Let's grab some zipcode data...

In [10]:
%sh

wget https://materials.s3.amazonaws.com/2019/odsc/zips.json -O /tmp/zips.json

In [11]:
spark.read.json('file:///tmp/zips.json').show(truncate=False)

In [12]:
spark.read.json('file:///tmp/zips.json').withColumnRenamed('_id', 'zip').createOrReplaceTempView('zip')

In [13]:
from pyspark.sql.functions import pandas_udf, PandasUDFType

@pandas_udf("string", PandasUDFType.GROUPED_AGG)
# Input is Pandas Series, out is scalar
def merge_zips(zips):    
    return zips.str.cat(sep=' ')

df = spark.table("zip").filter("city IN ('BOSTON', 'CHICAGO', 'AUSTIN')").select("city", "state", "zip")
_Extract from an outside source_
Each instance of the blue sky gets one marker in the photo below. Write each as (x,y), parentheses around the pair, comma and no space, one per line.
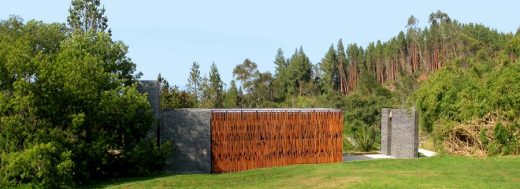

out = df.groupby("city", "state").agg(merge_zips(df['zip']))

display(out)

city,state,merge_zips(zip)
AUSTIN,NV,89310
AUSTIN,MN,55912
BOSTON,PA,15135
BOSTON,TX,75570
AUSTIN,IN,47102
AUSTIN,PA,16720
CHICAGO,IL,60601 60602 60603 60604 60605 60606 60607 60608 60609 60610 60611 60612 60613 60614 60615 60616 60617 60618 60619 60620 60621 60622 60623 60624 60625 60626 60628 60629 60630 60631 60632 60636 60637 60639 60640 60641 60644 60647 60648 60649 60651 60652 60653 60654 60657 60660 60661
BOSTON,VA,22713
AUSTIN,UT,84754
BOSTON,GA,31626


Hopefully that's not too bad.

Next up is the "group-map" functionality ... 
* we perform a groupBy in Spark
* then batches from each group are passed to a PandasUDF 
* they show up in Python as a Pandas DF
* from the Python function, we return a Pandas DF
  * with 0 or more rows and any schema we like

In [15]:
import pandas as pd

@pandas_udf("city STRING, state STRING, info FLOAT", PandasUDFType.GROUPED_MAP) 
# Input/output are both a pandas.DataFrame
def flatmap_demo(pdf):
    if len(pdf) > 1:
      return pd.DataFrame([
        [pdf['city'][0], pdf['state'][0], pdf['pop'].mean()],
        [pdf['city'][0], pdf['state'][0], pdf['pop'].sum()]
      ])
    else:
      return pd.DataFrame([[pdf['city'][0], pdf['state'][0], None]])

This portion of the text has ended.